The Blackboard Jungle

days spent beating back the seeds of doubt

Wednesday, January 26, 2005

The meta-blogging trend continues apace: after a year of precious little blogging about the actual chalkface, we seem to hit a tsunami of edu-posts.

I've often wondered about putting Billyworld on the sidebar, as an ex-maths teacher.
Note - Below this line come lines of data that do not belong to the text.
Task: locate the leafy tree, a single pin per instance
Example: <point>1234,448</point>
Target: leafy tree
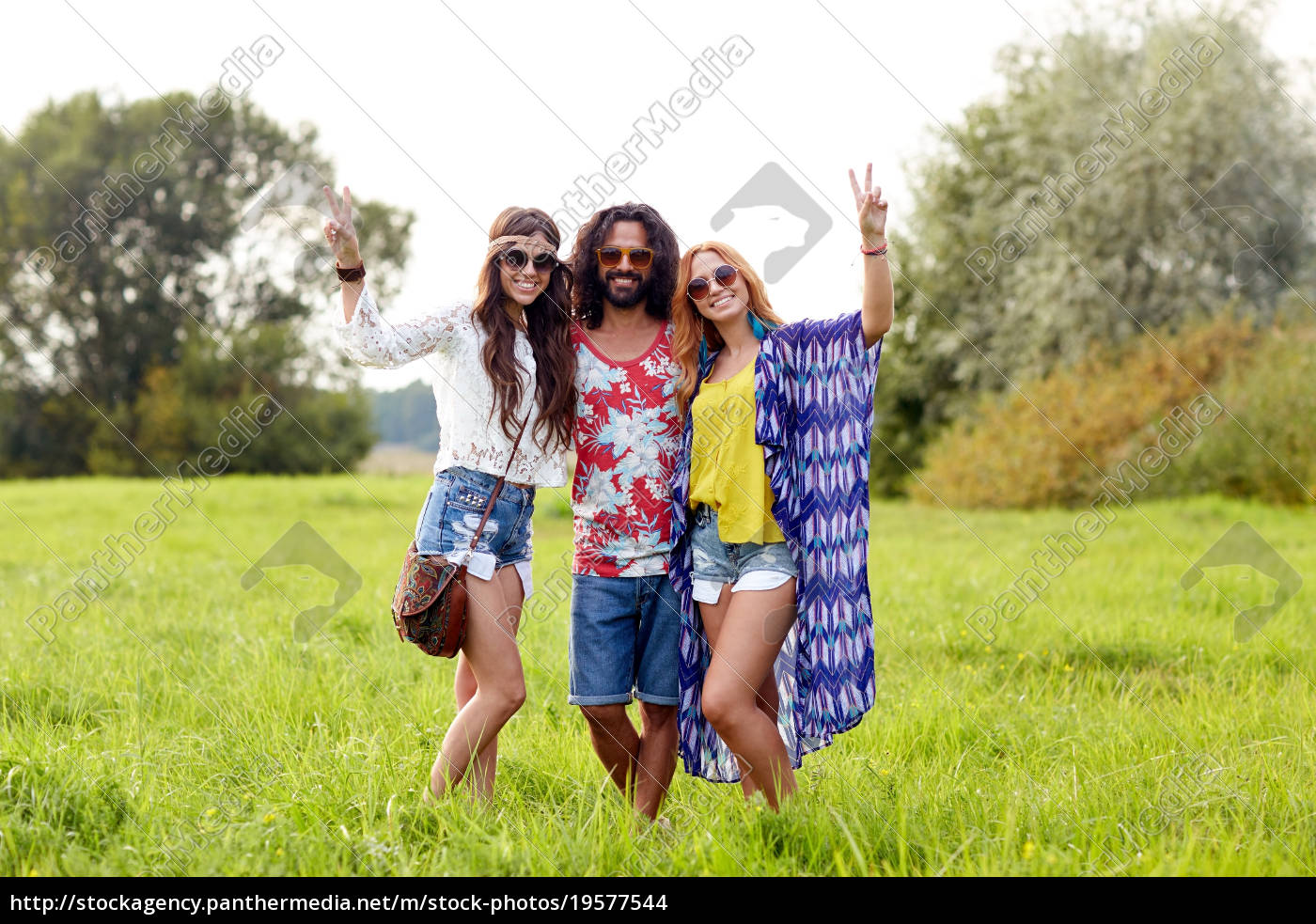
<point>1136,173</point>
<point>141,233</point>
<point>407,416</point>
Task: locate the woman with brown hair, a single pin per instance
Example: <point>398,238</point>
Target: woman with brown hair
<point>506,399</point>
<point>770,513</point>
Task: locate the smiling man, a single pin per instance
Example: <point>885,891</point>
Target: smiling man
<point>625,618</point>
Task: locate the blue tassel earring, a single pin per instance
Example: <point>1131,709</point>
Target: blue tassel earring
<point>760,328</point>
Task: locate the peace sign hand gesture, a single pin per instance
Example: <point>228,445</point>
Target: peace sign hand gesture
<point>339,230</point>
<point>872,210</point>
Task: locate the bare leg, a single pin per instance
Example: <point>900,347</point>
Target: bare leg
<point>486,762</point>
<point>749,638</point>
<point>493,617</point>
<point>615,742</point>
<point>766,697</point>
<point>657,759</point>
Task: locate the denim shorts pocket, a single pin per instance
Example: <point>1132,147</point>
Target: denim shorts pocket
<point>430,525</point>
<point>469,498</point>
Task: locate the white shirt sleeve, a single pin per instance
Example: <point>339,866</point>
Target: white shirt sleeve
<point>375,342</point>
However, not knowing at the time his reasons for the prefix, I feared it may upset, avoided doing so, not wanting to invite repercussion in the form of long and thoughtful Montaigne-style essays entitled 'On Never Teaching Again'.
Yet, meta-blog strikes again, and Fridgemagnet's Why Teach? post (meta-referenced here below) has led Billyworld to respond by reminiscing on the process that saw his own best teacher downshift to a job collecting supermarket trolleys.

After ten years in statistically, London's worst schools, I'm really not about to denigrate the idea of downshifting.
(Thankfully for my career, I still recall the horrors of being a toilet cleaner in Athens. This could be the only thing, on occasion, that keeps me from the park ranger application form.)

Billy's post reminded me of an intermittent, unfinished series that stalled on this blog, as I memorialised my own best teachers. I ran through what I remembered to have been special about them at the point of contact, what seems valuable only now, in retrospect, and finally, what I could learn from their good practice, high standards, and ability to inspire.

My biggest dilemma at the time of posting, as I recall, was whether or not to reprint their full names. In embarrassment, I decided not.

Bumping into one of these vital and energising individuals at the theatre last year I was embarrassed by my own debt of gratitude: shy mumbled 'hello' before furtive ducking into the crowd.

However human and desirous of validation I know I and my colleaagues to be, somehow one's own teachers hold a special, permanently elevated rank in the world; a rank that seeks no assurance, that must, certainly know its own value.

Perhaps not.




Yesterday, I spied a familiar face while refuelling at a local garage. A cherubic boy's grin wrapped tight inside the plump features of a good looking young man.

Risking it, I waved. No recognition.
It couldn't be the ex-student I'd thought I'd seen.

He and his neon-jacketed buddy tramped on towards their van, waving lunch baguettes and talking animatedly, when suddenly the taller man zigzagged back, ran towards me. I waited, petrol pump in hand as Grant's pleased eyes unfogged to work out who I was, happy that - unusually - I could put a name one of the past's many familiar faces.

Holding my spare hand out in greeting, I used his name, wondered if he remembered the five years he'd spent in my form group. I was interrupted by a hand that gripped mine, pulled me towards him, and wrapped me into strong bearhug followed by big crumbly baguette laden kiss.
Boy, was it good to see me.

A little taken aback, I asked Grant about himself, wondering if perhaps I'd intervened in some more memorable way than the morning and afternoon attendance lectures I recalled.
Grant ummed and ahhed a little, and finally spilled his story: a drugs bust at seventeen, the threat of imprisonment, narrowly averted by one spirited witness who'd stood up to be counted for a stranger's sake, how the experience had burned him, how he'd turned his life around.

I suggested that perhaps a near miss so young had actually helped him find a better path in life. He knew what I meant; his face recognised the memory of a million and one tutorial lectures on staying out of trouble, and he proudly recounted how he'd found himself good work, was satisfied to have earnt himself a future where his main worry was keeping off the beer.
There's a feature I often perceive in the faces of ex-students become adults, but not in all.
Gravitas.
Where you find it, always ask about it.
It has its own ceaselessly cyclical story, has perpetually been earnt.
Real utterance of thanks is rare in education - so rare that I've noticed one comment, deeply meant, can provide up to two years of subterranean satisfaction and secret pride. As Boyhowdy has just discovered, a note from a student, unbidden, rewards uniquely: with praise for what you do, and not for who you are.




And its because of what Grant has said, what Billy has remembered, and what Boyhowdy has received, that I feel obligated to thank my teachers in the form that bloggers understand best: linking.

I link to My Best Teachers no longer via blank pseudonym, but by name. They did not merely teach me, they inspired . Thank you.

Patrick Stack
Juliet Skedge
John Hurst
Phil Leslie
Perhaps what we all need, here at the jagged chalkface, is a teacher of our own. Someone to say 'well done', 'never mind', and to give us a tacky back star once in a while.